Ainsi, pour Jean-Marc Wilmotte, conseiller communal PS de la région de St-Nicolas, « l’élection du nouveau président de la fédération est une énorme occasion gâchée. Alors que certains cadres du parti pavoisent avec indécence, l’heure est plus grave que jamais. En cautionnant l’immobilisme, à coup de consignes de vote appuyées et répétées, les sections de Liège et Seraing ont clairement démontré qu’elles n’avaient nullement l’intention d’opérer le changement radical pourtant demandé par l’opinion publique ».
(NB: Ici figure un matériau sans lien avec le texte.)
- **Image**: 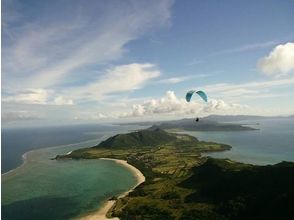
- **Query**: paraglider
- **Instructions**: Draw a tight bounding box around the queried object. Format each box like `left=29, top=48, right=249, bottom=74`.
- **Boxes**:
left=186, top=90, right=208, bottom=122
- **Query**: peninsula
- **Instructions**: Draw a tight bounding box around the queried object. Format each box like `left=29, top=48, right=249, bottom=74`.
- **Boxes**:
left=56, top=126, right=294, bottom=220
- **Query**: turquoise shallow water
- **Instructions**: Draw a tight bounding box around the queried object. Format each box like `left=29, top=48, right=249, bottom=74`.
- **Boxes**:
left=2, top=140, right=136, bottom=219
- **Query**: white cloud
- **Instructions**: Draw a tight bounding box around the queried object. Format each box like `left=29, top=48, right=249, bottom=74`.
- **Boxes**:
left=1, top=111, right=41, bottom=123
left=210, top=41, right=277, bottom=56
left=121, top=91, right=247, bottom=117
left=202, top=77, right=294, bottom=99
left=53, top=96, right=74, bottom=105
left=258, top=42, right=294, bottom=75
left=2, top=0, right=173, bottom=90
left=157, top=74, right=211, bottom=84
left=67, top=63, right=160, bottom=100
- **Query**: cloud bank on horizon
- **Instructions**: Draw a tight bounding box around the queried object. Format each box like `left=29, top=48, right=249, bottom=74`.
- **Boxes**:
left=2, top=0, right=294, bottom=125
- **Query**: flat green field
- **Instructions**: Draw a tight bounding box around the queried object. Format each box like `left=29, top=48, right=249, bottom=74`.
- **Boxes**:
left=59, top=131, right=230, bottom=219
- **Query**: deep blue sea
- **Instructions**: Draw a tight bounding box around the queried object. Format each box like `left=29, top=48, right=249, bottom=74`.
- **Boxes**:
left=1, top=125, right=136, bottom=173
left=1, top=119, right=294, bottom=219
left=180, top=118, right=294, bottom=165
left=1, top=125, right=144, bottom=220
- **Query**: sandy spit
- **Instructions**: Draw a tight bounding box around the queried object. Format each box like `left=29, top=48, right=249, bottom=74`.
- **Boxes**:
left=80, top=158, right=145, bottom=220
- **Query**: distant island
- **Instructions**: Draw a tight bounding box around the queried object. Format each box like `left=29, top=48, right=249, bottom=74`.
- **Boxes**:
left=56, top=126, right=294, bottom=220
left=119, top=115, right=294, bottom=131
left=121, top=118, right=257, bottom=131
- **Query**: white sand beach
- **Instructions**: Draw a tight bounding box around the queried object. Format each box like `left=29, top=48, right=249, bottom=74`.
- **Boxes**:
left=80, top=158, right=145, bottom=220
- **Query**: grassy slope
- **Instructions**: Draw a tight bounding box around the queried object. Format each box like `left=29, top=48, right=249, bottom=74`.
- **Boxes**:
left=57, top=130, right=294, bottom=220
left=56, top=129, right=230, bottom=219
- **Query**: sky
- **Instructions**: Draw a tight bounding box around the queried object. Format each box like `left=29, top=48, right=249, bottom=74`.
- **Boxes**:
left=1, top=0, right=294, bottom=126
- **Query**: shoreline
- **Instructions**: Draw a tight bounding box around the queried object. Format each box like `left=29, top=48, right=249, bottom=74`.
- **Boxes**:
left=1, top=139, right=100, bottom=177
left=79, top=158, right=145, bottom=220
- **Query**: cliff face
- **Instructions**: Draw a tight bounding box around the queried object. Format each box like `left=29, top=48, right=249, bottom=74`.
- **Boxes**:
left=95, top=128, right=176, bottom=148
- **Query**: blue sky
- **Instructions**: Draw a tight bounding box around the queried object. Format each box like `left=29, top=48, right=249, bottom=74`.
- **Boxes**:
left=2, top=0, right=294, bottom=125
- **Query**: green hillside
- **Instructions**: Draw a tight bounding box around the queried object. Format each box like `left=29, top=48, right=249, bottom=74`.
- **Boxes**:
left=96, top=128, right=177, bottom=148
left=179, top=158, right=294, bottom=220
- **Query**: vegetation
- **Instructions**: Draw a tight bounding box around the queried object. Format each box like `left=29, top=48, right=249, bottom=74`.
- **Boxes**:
left=119, top=116, right=259, bottom=131
left=57, top=127, right=294, bottom=220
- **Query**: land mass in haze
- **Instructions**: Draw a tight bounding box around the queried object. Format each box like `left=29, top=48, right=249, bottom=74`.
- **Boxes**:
left=121, top=116, right=259, bottom=131
left=56, top=126, right=294, bottom=220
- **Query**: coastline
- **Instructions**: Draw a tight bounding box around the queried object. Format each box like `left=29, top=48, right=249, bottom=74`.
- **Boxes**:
left=1, top=139, right=100, bottom=177
left=79, top=158, right=145, bottom=220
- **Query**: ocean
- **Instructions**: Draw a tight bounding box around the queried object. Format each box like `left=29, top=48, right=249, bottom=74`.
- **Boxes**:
left=1, top=119, right=294, bottom=219
left=183, top=118, right=294, bottom=165
left=1, top=126, right=142, bottom=219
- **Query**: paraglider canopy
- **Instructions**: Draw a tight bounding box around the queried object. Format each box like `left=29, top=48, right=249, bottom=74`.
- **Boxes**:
left=186, top=90, right=207, bottom=102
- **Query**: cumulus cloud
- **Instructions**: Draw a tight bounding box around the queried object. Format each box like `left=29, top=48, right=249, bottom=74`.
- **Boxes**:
left=258, top=42, right=294, bottom=75
left=67, top=63, right=160, bottom=100
left=121, top=91, right=247, bottom=117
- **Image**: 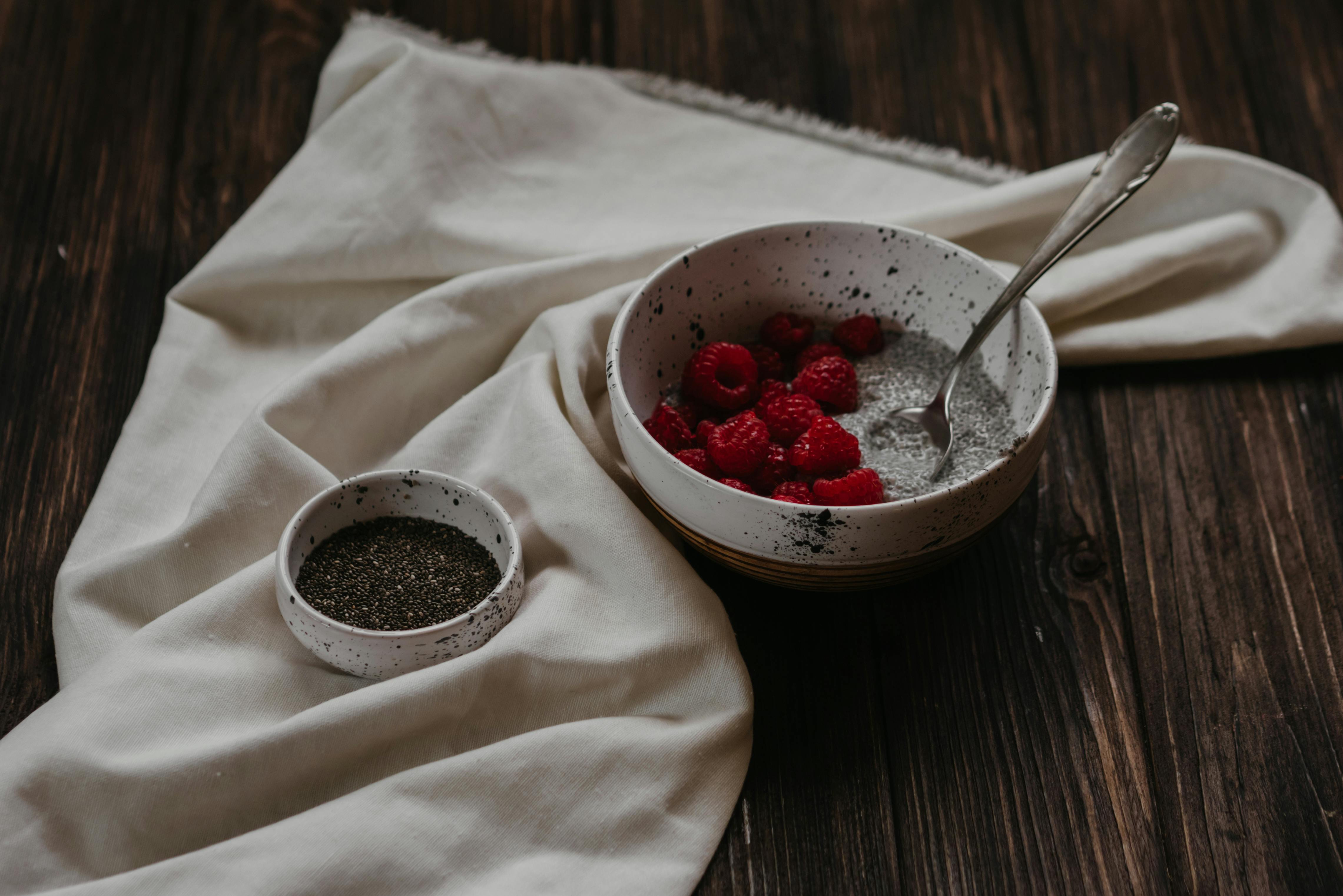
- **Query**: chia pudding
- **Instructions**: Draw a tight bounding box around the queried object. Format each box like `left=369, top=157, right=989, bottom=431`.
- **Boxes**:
left=835, top=331, right=1018, bottom=501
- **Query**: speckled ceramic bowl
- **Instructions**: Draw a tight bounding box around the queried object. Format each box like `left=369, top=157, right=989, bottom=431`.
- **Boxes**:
left=275, top=470, right=523, bottom=678
left=606, top=222, right=1058, bottom=590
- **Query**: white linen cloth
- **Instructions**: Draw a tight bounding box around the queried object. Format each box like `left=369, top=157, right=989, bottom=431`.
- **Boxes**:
left=0, top=17, right=1343, bottom=895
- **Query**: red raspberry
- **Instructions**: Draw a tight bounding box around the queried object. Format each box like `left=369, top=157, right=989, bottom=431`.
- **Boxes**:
left=709, top=411, right=773, bottom=476
left=760, top=312, right=817, bottom=355
left=752, top=380, right=788, bottom=420
left=770, top=482, right=817, bottom=504
left=792, top=357, right=858, bottom=412
left=681, top=343, right=760, bottom=411
left=830, top=314, right=886, bottom=355
left=784, top=417, right=862, bottom=475
left=747, top=343, right=783, bottom=380
left=764, top=395, right=822, bottom=445
left=750, top=442, right=792, bottom=494
left=676, top=449, right=722, bottom=479
left=811, top=466, right=886, bottom=507
left=667, top=404, right=700, bottom=433
left=643, top=404, right=694, bottom=454
left=794, top=343, right=843, bottom=371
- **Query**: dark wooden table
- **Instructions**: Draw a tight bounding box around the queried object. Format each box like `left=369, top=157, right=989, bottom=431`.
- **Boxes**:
left=0, top=0, right=1343, bottom=895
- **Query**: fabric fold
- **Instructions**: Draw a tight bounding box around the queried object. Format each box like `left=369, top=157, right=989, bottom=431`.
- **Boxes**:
left=0, top=17, right=1343, bottom=895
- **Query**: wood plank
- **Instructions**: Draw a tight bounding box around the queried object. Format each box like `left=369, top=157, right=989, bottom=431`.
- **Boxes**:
left=0, top=0, right=1343, bottom=893
left=1096, top=349, right=1343, bottom=892
left=0, top=0, right=196, bottom=734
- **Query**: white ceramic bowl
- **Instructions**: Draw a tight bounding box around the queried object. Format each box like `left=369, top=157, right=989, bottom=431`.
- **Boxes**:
left=607, top=222, right=1058, bottom=590
left=275, top=470, right=523, bottom=678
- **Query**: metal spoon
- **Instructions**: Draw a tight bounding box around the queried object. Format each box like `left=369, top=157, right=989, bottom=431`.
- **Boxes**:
left=894, top=102, right=1179, bottom=479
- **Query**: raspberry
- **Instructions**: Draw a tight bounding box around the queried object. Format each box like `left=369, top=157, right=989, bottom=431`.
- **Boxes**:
left=760, top=312, right=817, bottom=355
left=784, top=417, right=862, bottom=475
left=794, top=343, right=843, bottom=371
left=643, top=404, right=694, bottom=454
left=747, top=343, right=783, bottom=380
left=681, top=343, right=760, bottom=411
left=752, top=380, right=788, bottom=420
left=750, top=442, right=792, bottom=494
left=811, top=466, right=885, bottom=507
left=830, top=314, right=886, bottom=355
left=676, top=449, right=722, bottom=479
left=709, top=411, right=773, bottom=476
left=792, top=357, right=858, bottom=412
left=764, top=395, right=820, bottom=445
left=770, top=482, right=817, bottom=504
« Presque honte d’être socialiste »

Une déception que partagent les militants qui s’étaient engagés pour Thibaud Smolders. Cet avocat Awansois de 30 ans seulement avait créé la surprise en présentant sa candidature. Trop jeune ? Aux âmes bien nées, la valeur n’attend pas le nombre des années, et Thibaud véhiculait un message passionné. Las des magouilles, il affirmait en effet à L’Avenir vouloir « effacer cette image négative du PS. On a presque honte d’être socialiste alors que ce sont les plus belles des valeurs. On est jeunes et on se fait maltraiter juste parce qu’on est socialistes… On a un rôle à jouer en tant que jeunes. Sinon, si on ne saisit pas l’occasion, il faut arrêter d’avoir des convictions ».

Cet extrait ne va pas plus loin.